# Custom Murray Eliminator project



## bobbystillz (Jul 3, 2020)




----------



## Mr. Monkeyarms (Jul 4, 2020)

I dig it Bobby! 

Dig your new avatar as well! I had a t-shirt with that on the front. Please continue.


----------



## 49autocycledeluxe (Jul 7, 2020)

I used to be a lert. it wasn't easy.


----------



## bobbystillz (Jul 14, 2020)

Coming along...


----------



## bobbystillz (Jul 16, 2020)

My bracing finally arrived so now I can take a break from the fork and work on some other parts of the build.


----------



## bobbystillz (Aug 3, 2020)

Current events...


----------



## bobbystillz (Oct 18, 2020)

Realized it's been a while since I posted an update. Almost finished! I painted box pins but left the rest bare metal. They are light pink with a flake and a dark pink pinstripe around the border.

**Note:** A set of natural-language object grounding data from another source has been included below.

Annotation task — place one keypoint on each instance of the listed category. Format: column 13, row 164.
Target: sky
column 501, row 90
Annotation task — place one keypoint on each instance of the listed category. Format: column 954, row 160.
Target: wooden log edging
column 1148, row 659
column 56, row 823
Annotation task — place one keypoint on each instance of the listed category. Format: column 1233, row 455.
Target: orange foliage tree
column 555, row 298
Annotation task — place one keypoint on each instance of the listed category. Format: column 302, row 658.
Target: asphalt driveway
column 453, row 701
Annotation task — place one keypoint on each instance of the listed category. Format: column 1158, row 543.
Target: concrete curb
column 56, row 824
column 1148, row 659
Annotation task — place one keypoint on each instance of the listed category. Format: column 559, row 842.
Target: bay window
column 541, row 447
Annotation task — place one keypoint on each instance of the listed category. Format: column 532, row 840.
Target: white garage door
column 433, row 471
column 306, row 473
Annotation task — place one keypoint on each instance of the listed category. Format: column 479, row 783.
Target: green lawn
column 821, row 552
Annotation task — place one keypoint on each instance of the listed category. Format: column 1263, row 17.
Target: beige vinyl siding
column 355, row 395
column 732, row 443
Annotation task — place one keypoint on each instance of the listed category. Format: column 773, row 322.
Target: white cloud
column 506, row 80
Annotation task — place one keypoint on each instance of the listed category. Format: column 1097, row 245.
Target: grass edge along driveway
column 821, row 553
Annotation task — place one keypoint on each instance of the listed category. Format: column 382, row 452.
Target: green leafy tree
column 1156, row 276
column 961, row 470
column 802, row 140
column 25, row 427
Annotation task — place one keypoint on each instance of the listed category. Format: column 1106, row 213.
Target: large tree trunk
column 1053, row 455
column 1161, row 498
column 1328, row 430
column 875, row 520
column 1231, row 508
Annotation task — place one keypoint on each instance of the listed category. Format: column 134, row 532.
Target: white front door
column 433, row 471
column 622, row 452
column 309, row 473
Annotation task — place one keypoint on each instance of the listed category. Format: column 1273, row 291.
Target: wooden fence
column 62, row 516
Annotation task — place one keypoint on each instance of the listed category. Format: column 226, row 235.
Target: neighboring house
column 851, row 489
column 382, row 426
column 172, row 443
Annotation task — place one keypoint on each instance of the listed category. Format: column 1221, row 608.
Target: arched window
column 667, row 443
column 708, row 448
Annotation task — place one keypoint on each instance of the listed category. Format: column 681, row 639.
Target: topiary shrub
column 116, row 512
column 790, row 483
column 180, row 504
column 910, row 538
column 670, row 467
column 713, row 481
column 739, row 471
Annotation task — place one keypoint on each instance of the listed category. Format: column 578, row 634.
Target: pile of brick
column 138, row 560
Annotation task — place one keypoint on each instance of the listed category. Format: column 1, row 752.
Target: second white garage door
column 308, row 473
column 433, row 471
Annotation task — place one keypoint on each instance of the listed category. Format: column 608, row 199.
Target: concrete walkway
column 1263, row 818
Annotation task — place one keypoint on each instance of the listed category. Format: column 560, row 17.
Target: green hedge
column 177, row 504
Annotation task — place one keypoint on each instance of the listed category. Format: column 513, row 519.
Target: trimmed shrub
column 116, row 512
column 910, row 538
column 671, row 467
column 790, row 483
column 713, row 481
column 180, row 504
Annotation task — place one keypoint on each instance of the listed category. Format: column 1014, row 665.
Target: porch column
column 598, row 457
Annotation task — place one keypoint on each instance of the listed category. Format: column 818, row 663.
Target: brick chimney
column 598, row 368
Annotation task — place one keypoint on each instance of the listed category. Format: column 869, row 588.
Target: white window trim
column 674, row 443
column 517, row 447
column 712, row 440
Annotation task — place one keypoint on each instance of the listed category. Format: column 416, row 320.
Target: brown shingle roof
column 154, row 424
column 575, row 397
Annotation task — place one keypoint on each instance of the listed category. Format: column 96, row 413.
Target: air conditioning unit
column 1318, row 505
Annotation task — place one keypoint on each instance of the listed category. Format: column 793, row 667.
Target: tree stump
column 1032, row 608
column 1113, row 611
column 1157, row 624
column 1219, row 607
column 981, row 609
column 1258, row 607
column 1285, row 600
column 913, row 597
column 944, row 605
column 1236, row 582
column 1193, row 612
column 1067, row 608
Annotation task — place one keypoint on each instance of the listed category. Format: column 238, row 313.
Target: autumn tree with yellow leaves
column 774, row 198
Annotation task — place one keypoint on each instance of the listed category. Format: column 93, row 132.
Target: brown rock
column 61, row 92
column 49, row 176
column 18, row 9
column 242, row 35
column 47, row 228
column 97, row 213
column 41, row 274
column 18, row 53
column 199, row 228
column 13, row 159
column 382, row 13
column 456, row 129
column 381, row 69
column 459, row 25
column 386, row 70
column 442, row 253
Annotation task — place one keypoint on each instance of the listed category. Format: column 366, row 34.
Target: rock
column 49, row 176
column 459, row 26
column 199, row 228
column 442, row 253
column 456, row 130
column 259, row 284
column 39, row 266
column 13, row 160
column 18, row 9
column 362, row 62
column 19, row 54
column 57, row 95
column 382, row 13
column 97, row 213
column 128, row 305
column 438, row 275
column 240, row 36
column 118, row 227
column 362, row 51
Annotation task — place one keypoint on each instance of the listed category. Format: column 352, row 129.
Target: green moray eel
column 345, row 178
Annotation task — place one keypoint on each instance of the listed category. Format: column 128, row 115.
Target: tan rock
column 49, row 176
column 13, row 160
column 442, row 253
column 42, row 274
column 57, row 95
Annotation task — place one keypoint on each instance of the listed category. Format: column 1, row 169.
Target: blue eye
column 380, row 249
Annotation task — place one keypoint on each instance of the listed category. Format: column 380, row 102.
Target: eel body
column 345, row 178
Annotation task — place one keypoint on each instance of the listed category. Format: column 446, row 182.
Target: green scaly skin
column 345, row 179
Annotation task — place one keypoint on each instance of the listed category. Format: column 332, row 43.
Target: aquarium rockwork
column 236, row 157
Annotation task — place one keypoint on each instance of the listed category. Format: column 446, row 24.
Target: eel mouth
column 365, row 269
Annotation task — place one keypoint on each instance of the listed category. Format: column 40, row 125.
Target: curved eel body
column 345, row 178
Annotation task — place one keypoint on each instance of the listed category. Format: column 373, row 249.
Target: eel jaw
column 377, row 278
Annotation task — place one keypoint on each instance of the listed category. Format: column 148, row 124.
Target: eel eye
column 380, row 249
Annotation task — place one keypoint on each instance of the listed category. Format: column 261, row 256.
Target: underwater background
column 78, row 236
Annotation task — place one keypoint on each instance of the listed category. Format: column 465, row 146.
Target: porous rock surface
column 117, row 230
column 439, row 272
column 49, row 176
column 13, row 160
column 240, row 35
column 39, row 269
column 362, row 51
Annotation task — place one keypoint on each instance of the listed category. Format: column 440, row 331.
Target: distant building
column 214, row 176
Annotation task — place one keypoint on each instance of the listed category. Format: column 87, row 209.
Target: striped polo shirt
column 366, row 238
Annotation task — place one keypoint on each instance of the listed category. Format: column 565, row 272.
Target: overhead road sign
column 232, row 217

I need to add a few more details, but I am 95% done.


----------



## bobbystillz (Oct 18, 2020)

I cut a window in the moon disc for access to the valve stem, and added a little graffiti to create a shadow box effect.


----------



## bobbystillz (Oct 18, 2020)

And here's what 95% done looks like lol!


----------



## Colonel Mustard (Oct 18, 2020)

@Superman1984  here's another flipped stem setup for you courtesy of @bobbystillz


----------



## Superman1984 (Oct 18, 2020)

@bobbystillz @Captain Awesome Thank You both for Your Bike Skills & Awesome Info!


----------



## Colonel Mustard (Oct 18, 2020)

Superman1984 said:


> @bobbystillz @Captain Awesome Thank You both for Your Bike Skills & Awesome Info!



@bobbystillz should be called bobbyskillz


----------



## bobbystillz (Oct 18, 2020)

Captain Awesome said:


> @bobbystillz should be called bobbyskillz



Lol! Thanks @Captain Awesome , I appreciate that.


----------